No Verão de 2015, o Facebook chegou a 1,49 mil milhões de utilizadores, ou seja, metade da população online do planeta, e para a outra metade há aquele aliciante à entrada da rede: “Facebook: é grátis, e sempre será”.

A este ritmo, talvez antes de acabar a água no planeta a rede de Mark Zuckerberg chegue a vários mil milhões.

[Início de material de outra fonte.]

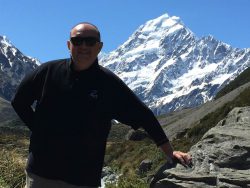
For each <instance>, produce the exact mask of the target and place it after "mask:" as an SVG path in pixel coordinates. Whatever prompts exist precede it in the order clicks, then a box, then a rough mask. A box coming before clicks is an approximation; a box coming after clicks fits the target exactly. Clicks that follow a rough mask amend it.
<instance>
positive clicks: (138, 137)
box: [126, 129, 149, 141]
mask: <svg viewBox="0 0 250 188" xmlns="http://www.w3.org/2000/svg"><path fill="white" fill-rule="evenodd" d="M148 137H149V136H148V134H147V133H146V132H145V131H142V130H139V129H138V130H133V129H131V130H130V131H129V132H128V133H127V135H126V140H133V141H141V140H143V139H145V138H148Z"/></svg>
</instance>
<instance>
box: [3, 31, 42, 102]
mask: <svg viewBox="0 0 250 188" xmlns="http://www.w3.org/2000/svg"><path fill="white" fill-rule="evenodd" d="M39 64H40V63H39V61H38V60H37V59H35V58H31V57H27V56H25V55H23V54H22V52H20V51H19V50H18V49H17V48H16V47H15V46H13V45H12V44H11V42H10V41H9V40H8V39H7V37H6V36H0V96H1V97H3V98H5V99H7V100H10V99H11V97H12V95H13V93H14V91H15V89H16V88H17V86H18V85H19V83H20V81H21V80H22V78H23V77H24V75H25V74H27V73H28V72H29V71H31V70H33V69H34V68H35V67H37V66H38V65H39Z"/></svg>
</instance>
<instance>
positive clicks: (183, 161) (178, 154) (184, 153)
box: [173, 151, 192, 166]
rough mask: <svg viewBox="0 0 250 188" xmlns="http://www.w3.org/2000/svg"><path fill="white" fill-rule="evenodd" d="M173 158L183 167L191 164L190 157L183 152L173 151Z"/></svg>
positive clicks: (191, 163) (190, 156) (178, 151)
mask: <svg viewBox="0 0 250 188" xmlns="http://www.w3.org/2000/svg"><path fill="white" fill-rule="evenodd" d="M173 155H174V158H176V159H177V160H178V161H180V163H181V164H182V165H184V166H187V165H188V166H189V165H191V164H192V157H191V156H190V155H189V154H187V153H184V152H181V151H174V152H173Z"/></svg>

Se isso vai ser bom para o planeta em geral, e a liberdade em particular, depende de como esses milhões usarem o Facebook, mas certamente será bom manter presente que não só o Facebook não é grátis como é amigo do alheio: Zuckerberg não enriqueceu a dar, nem sequer a tirar dos ricos para dar aos pobres, mas a tirar de toda a gente sem distinção de cor, género, credo ou bolsa. Aliás, tirar não é de facto a palavra porque ele não o faz sem permissão, cada um dá o que entende, mesmo que não o entenda, o que em centenas de milhões de casos é muito. Portanto, Zuckerberg é aquele multimilionário que enriqueceu de forma supersónica com as doações de 1,49 mil milhões de pessoas. Uma ideia megalucrativa que mudou a vida do planeta. Por isso é megalucrativa, e por isso não é grátis.